Reacting to the threat of terrorist attacks across the country, local and
federal authorities have proposed numerous initiatives designed to strengthen
security. But some of the measures have kindled unpleasant memories. In Soviet
times, so-called Public Order Squads informed on people suspected of criminal
behavior and disloyalty to the government. Sometimes, little more than the word
of an informer sent people to prison.
Another volunteer corps, the druzhina, or people's patrol, whose roots go
back to Czarist times when it acted as a loyalist security force, has also been
revived in recent years. "The druzhina are law-abiding citizens who work
with the executive power on all issues related to public security," said
Oleg Cherkasov, head of the druzhina in the northern district of Moscow.
He said members of the druzhina, wearing red armbands, patrol parks and streets,
and help with crowd control at public gatherings. "In the past the druzhina
had very communist tasks and purposes," Cherkasov said. "But now we
are just helping the police."
Svyatenko said any comparison of her initiative with Soviet times distorts an
attempt to build community activism, commonplace in Western Europe and the
United States. She said the councils give police another security tool as they
seek to avoid attacks such as the apartment building bombings in Moscow and
other cities that killed more than 300 people in 1999.
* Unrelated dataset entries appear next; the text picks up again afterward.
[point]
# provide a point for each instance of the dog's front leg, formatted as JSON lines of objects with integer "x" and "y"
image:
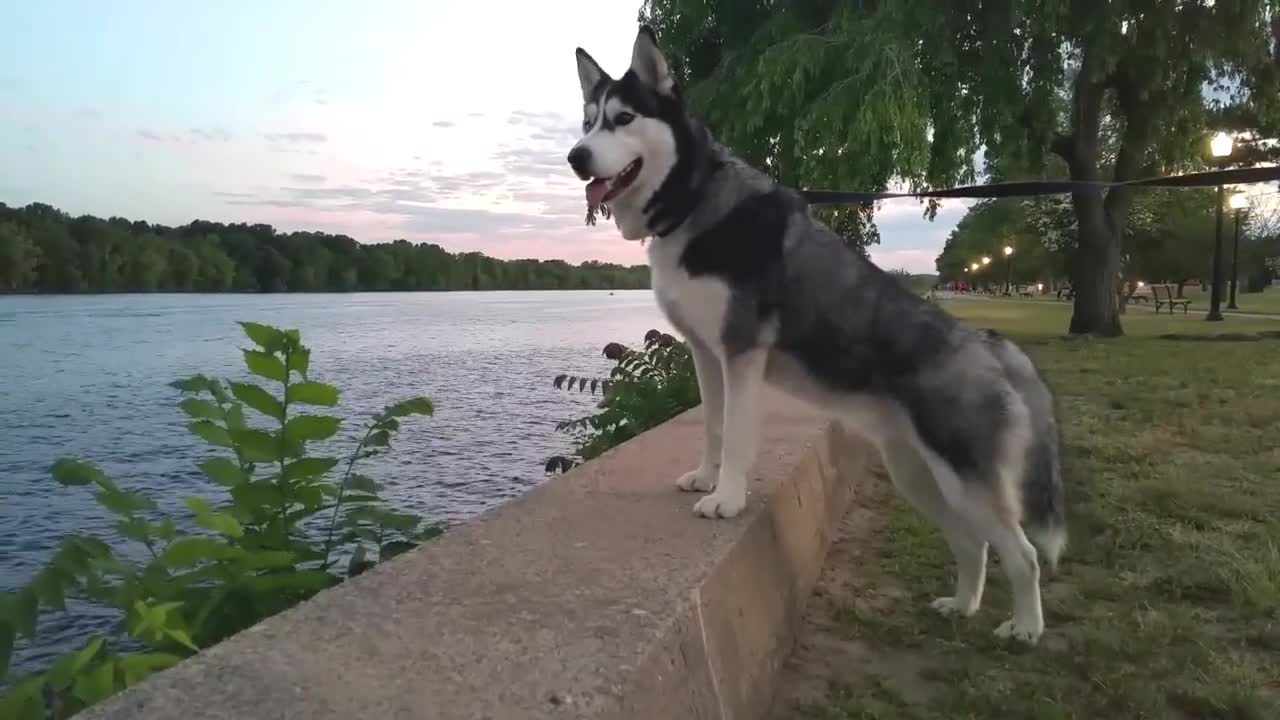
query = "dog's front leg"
{"x": 744, "y": 384}
{"x": 711, "y": 387}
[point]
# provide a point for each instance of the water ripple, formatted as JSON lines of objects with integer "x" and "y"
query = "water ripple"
{"x": 86, "y": 376}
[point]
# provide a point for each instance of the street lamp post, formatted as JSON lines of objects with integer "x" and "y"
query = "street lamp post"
{"x": 1009, "y": 269}
{"x": 1238, "y": 203}
{"x": 1220, "y": 146}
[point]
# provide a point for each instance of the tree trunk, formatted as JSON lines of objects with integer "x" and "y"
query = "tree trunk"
{"x": 1097, "y": 308}
{"x": 1097, "y": 253}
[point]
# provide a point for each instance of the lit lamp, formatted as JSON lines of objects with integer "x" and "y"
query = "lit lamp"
{"x": 1009, "y": 269}
{"x": 1238, "y": 203}
{"x": 1220, "y": 146}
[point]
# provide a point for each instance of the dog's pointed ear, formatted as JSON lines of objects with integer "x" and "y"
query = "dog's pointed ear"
{"x": 649, "y": 64}
{"x": 589, "y": 73}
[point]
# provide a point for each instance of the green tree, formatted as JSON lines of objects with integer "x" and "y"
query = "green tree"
{"x": 19, "y": 258}
{"x": 859, "y": 94}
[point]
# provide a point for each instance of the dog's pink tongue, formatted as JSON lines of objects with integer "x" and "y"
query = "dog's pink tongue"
{"x": 595, "y": 191}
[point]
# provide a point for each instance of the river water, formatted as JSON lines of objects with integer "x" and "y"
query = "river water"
{"x": 87, "y": 377}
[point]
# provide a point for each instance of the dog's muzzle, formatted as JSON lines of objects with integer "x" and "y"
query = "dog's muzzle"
{"x": 580, "y": 159}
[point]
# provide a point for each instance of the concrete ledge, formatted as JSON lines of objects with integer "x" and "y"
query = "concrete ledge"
{"x": 597, "y": 595}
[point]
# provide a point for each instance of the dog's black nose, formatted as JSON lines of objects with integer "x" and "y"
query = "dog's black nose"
{"x": 579, "y": 159}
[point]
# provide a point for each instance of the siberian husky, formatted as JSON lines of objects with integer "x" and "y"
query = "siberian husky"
{"x": 764, "y": 292}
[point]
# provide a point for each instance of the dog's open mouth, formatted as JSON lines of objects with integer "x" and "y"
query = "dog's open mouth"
{"x": 602, "y": 190}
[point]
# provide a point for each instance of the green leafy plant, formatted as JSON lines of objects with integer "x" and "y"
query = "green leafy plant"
{"x": 645, "y": 388}
{"x": 186, "y": 583}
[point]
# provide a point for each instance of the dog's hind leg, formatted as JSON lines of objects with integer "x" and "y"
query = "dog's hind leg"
{"x": 914, "y": 479}
{"x": 988, "y": 516}
{"x": 711, "y": 387}
{"x": 744, "y": 386}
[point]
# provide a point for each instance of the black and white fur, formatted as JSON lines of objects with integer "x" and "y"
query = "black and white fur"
{"x": 764, "y": 292}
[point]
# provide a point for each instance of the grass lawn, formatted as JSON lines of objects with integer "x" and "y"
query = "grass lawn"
{"x": 1168, "y": 600}
{"x": 1266, "y": 301}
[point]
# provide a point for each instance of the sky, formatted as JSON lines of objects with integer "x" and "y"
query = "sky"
{"x": 433, "y": 121}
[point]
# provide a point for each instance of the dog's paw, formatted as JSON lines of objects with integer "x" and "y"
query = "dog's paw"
{"x": 702, "y": 479}
{"x": 721, "y": 505}
{"x": 1024, "y": 632}
{"x": 951, "y": 606}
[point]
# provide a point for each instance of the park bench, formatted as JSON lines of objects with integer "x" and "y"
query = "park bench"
{"x": 1164, "y": 296}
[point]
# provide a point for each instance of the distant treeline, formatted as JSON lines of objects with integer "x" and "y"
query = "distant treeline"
{"x": 46, "y": 250}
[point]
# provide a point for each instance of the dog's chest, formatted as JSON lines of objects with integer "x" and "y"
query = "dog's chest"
{"x": 694, "y": 305}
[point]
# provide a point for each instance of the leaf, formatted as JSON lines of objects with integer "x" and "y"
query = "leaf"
{"x": 8, "y": 634}
{"x": 96, "y": 684}
{"x": 312, "y": 392}
{"x": 264, "y": 364}
{"x": 357, "y": 564}
{"x": 311, "y": 428}
{"x": 223, "y": 472}
{"x": 200, "y": 408}
{"x": 257, "y": 446}
{"x": 236, "y": 417}
{"x": 411, "y": 406}
{"x": 192, "y": 550}
{"x": 210, "y": 432}
{"x": 309, "y": 468}
{"x": 300, "y": 361}
{"x": 256, "y": 496}
{"x": 264, "y": 336}
{"x": 72, "y": 472}
{"x": 259, "y": 400}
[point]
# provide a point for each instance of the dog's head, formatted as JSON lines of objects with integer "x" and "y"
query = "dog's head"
{"x": 630, "y": 127}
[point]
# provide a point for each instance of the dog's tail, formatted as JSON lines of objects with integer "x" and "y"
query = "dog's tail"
{"x": 1045, "y": 497}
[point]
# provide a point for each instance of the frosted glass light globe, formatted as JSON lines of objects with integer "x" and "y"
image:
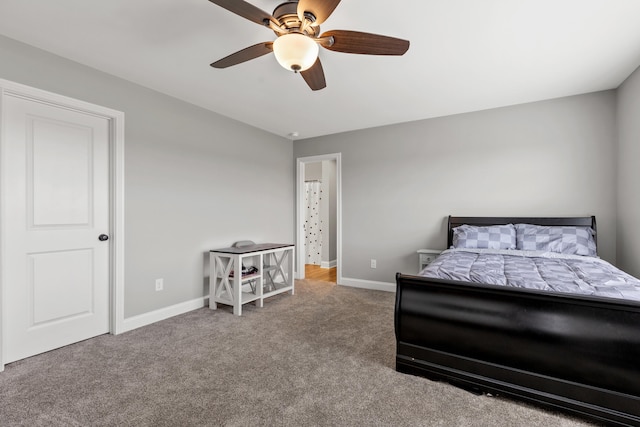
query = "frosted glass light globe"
{"x": 295, "y": 51}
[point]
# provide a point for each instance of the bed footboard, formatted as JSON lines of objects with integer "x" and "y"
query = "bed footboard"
{"x": 575, "y": 353}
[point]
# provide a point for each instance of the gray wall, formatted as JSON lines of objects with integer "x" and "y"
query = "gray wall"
{"x": 629, "y": 175}
{"x": 400, "y": 182}
{"x": 194, "y": 180}
{"x": 329, "y": 176}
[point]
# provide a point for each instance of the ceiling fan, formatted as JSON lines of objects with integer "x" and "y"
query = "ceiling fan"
{"x": 297, "y": 25}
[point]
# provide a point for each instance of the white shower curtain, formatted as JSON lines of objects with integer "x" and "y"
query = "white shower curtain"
{"x": 312, "y": 224}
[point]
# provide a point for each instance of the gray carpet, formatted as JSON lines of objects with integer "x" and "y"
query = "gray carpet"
{"x": 324, "y": 356}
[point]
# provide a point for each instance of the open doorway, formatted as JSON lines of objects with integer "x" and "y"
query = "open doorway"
{"x": 318, "y": 218}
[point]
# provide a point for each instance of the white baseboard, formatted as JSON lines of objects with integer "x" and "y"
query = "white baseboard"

"The law very clearly lays out the rights and responsibilities of the
activists," said Svyatenko, a member of the United Russia party, which
backs President Vladimir Putin. "They are not police and they are not
informants. They are volunteers who are giving their time for nothing."
Besides monitoring the community, Tsareva said her volunteers have worked to
preserve a local park, restored broken-down playgrounds and are creating an art
program for young people.
"This isn't about informing," she said. "I don't even understand
how people can use that word. It's about having a good and safe place to
live."
The public councils began with a pilot program in the Tagansky district of
Moscow last year. It was supposed to be expanded across the city last January,
but the new bill with secure financing only passed this month, Svyatenko said.
Local officials said they welcomed the initiative. "The police are
incapable of watching everything," said Sergei Krupin, an official in the
Shukino district. "We remember our history, how people were informants, and
that's very painful. On the other hand, the police need help. There is no other
way."
But many human rights activists fear that the volunteers are most likely to be
retired police or security officials as well as old-style bureaucrats, such as
Tsareva. The Tagansky pilot project was reviled in the press because one of its
most prominent activists happily told reporters about his days as an informer in
Soviet times. He declined to be interviewed for this article, saying he no
longer spoke to the press.
Critics also fear that the council members will report on people who are thought
to be suspicious simply because they are different.
"This is going to encourage xenophobia, which is already a problem,"
Ponomarev said. "Who are they going to report on? Chechens and foreigners,
of course."
Tsareva said the biggest issue raised by the door monitors and "house
seniors" under her watch was "who their neighbors are."
"There are a lot of newcomers here and people want to know who they
are," she said. "That's the main issue."